Fatih Erdin

Personal information
- Nationality: Turkey
- Born: 1 February 1994 (age 32) Çorum, Turkey
- Height: 1.77 m (5 ft 10 in)
- Weight: 92 kg (203 lb; 14.5 st)

Sport
- Country: Turkey
- Sport: Wrestling
- Weight class: 92 kg
- Event: Freestyle
- Club: Ankara İlbank
- Turned pro: 2011

Medal record
Men's freestyle wrestling
Representing Turkey
World Championships
| Silver medal – second place | 2018 Budapest | 86 kg |
European Championships
| Bronze medal – third place | 2019 Bucharest | 86 kg |
Mediterranean Games
| Silver medal – second place | 2022 Oran | 86 kg |
Yasar Dogu Tournament
| Gold medal – first place | 2023 Istanbul | 86 kg |
| Gold medal – first place | 2026 Antalya | 92 kg |
| Silver medal – second place | 2022 Istanbul | 86 kg |
| Bronze medal – third place | 2021 Istanbul | 86 kg |
| Bronze medal – third place | 2018 Istanbul | 86 kg |
| Bronze medal – third place | 2017 Istanbul | 86 kg |
Ivan Yarygin Golden Grand Prix
| Silver medal – second place | 2018 Krasnoyarsk | 86 kg |
| Silver medal – second place | 2019 Krasnoyarsk | 86 kg |
Dan Kolov & Nikola Petrov Tournament
| Silver medal – second place | 2023 Sofia | 86 kg |
Grand Prix
| Gold medal – first place | 2018 Tbilisi | 86 kg |
| Silver medal – second place | 2014 Yakutsk | 86 kg |
| Silver medal – second place | 2020 Rome | 86 kg |
| Bronze medal – third place | 2018 Minsk | 86 kg |
| Bronze medal – third place | 2019 Warsaw | 86 kg |
| Bronze medal – third place | 2020 Warsaw | 86 kg |
| Bronze medal – third place | 2022 Almaty | 86 kg |
European Juniors Championships
| Bronze medal – third place | 2014 Katowice | 84 kg |
European Cadets Championships
| Gold medal – first place | 2011 Warsaw | 76 kg |

= Fatih Erdin =

Turkish freestyle wrestler

Fatih Erdin (born February 1, 1994) is a Turkish freestyle wrestler competing in the 86 kg division. He is a member of Ankara İlbank. He qualified for the final match of 2018 World Wrestling Championships which was held in Budapest, Hungary on 20 and 21 October 2018 and won the silver medal.

== Career ==
Fatih Erdin participated in the 2018 Ivan Yargyin Grand-Prix competition, where he successfully obtained a silver medal. He defeated Zaur Beradze, Almas Zhunis and Vladislav Valiev to reach the finals, where he lost to the American champion David Taylor.

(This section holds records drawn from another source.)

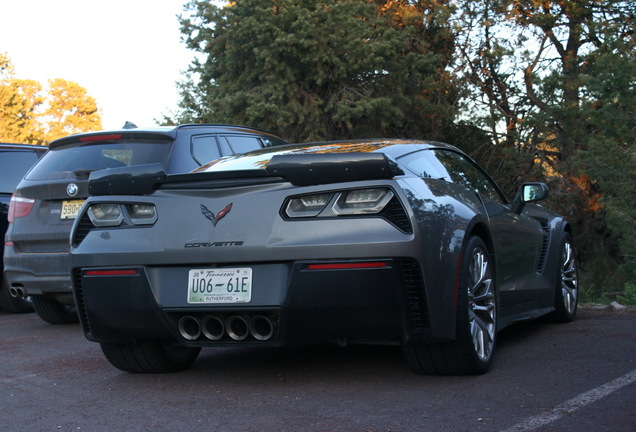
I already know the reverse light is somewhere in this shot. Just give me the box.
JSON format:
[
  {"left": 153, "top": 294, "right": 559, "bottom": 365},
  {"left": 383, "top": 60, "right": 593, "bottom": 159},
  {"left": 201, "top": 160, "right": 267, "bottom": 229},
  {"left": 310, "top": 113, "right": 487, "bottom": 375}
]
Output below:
[
  {"left": 285, "top": 193, "right": 333, "bottom": 218},
  {"left": 126, "top": 204, "right": 157, "bottom": 225},
  {"left": 88, "top": 204, "right": 124, "bottom": 227},
  {"left": 285, "top": 187, "right": 394, "bottom": 218},
  {"left": 7, "top": 194, "right": 35, "bottom": 223},
  {"left": 333, "top": 188, "right": 393, "bottom": 215}
]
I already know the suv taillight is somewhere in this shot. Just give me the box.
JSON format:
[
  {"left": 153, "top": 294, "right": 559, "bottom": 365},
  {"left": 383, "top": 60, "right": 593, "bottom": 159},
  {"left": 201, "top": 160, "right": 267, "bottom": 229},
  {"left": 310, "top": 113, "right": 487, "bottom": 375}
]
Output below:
[{"left": 8, "top": 194, "right": 35, "bottom": 223}]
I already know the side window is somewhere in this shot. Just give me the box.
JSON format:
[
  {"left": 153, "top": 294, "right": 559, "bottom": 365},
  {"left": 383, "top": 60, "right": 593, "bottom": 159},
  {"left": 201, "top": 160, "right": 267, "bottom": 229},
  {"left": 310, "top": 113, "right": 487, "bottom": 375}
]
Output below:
[
  {"left": 192, "top": 135, "right": 221, "bottom": 165},
  {"left": 226, "top": 135, "right": 261, "bottom": 153},
  {"left": 433, "top": 149, "right": 505, "bottom": 204},
  {"left": 261, "top": 137, "right": 287, "bottom": 147}
]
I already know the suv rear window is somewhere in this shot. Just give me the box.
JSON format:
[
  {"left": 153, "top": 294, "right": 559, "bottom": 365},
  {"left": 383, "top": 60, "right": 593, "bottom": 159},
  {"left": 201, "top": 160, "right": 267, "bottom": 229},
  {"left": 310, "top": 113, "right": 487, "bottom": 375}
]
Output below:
[
  {"left": 26, "top": 140, "right": 172, "bottom": 180},
  {"left": 0, "top": 150, "right": 38, "bottom": 194}
]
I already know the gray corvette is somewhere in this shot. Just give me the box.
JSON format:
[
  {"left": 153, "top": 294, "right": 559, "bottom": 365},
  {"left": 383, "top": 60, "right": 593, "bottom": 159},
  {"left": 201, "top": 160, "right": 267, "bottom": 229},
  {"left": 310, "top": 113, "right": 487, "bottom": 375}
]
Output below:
[{"left": 71, "top": 140, "right": 578, "bottom": 374}]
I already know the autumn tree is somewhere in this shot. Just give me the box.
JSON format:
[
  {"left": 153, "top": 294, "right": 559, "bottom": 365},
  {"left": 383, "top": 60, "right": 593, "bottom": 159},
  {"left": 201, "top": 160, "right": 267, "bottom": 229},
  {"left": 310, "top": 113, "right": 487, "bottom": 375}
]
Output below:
[
  {"left": 42, "top": 78, "right": 102, "bottom": 142},
  {"left": 0, "top": 54, "right": 102, "bottom": 144},
  {"left": 180, "top": 0, "right": 456, "bottom": 141},
  {"left": 457, "top": 0, "right": 636, "bottom": 294},
  {"left": 0, "top": 53, "right": 44, "bottom": 144}
]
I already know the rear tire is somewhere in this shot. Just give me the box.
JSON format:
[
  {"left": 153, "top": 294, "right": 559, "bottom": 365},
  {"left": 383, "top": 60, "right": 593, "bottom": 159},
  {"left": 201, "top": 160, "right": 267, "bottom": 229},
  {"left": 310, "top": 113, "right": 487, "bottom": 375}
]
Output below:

Fatih Erdin also won a silver medal in the 2014 Dmitri Korkin Tournament in Russia, a gold medal in the 2011 Poland Cadets European Championship, a silver medal in 2019 Ivan Yargyin Grand-Prix, a gold medal in G. Kartozia & V. Balavadze Price in Georgia, a bronze medal in the 2018 Alexander Medved Prizes and a bronze medal in the 2018 Yaşar Doğu.

He won the silver medal in the 86 kg event at the 2022 Mediterranean Games held in Oran, Algeria, losing to Myles Amine from San Marino. He advanced to the finals by defeating Choiras Charalambos from Cyprus in the quarter finales and Osman Hajdari from Albania in the semi finals with a score of 10-0.

He competed in the 86 kg event at the 2022 World Wrestling Championships held in Belgrade, Serbia.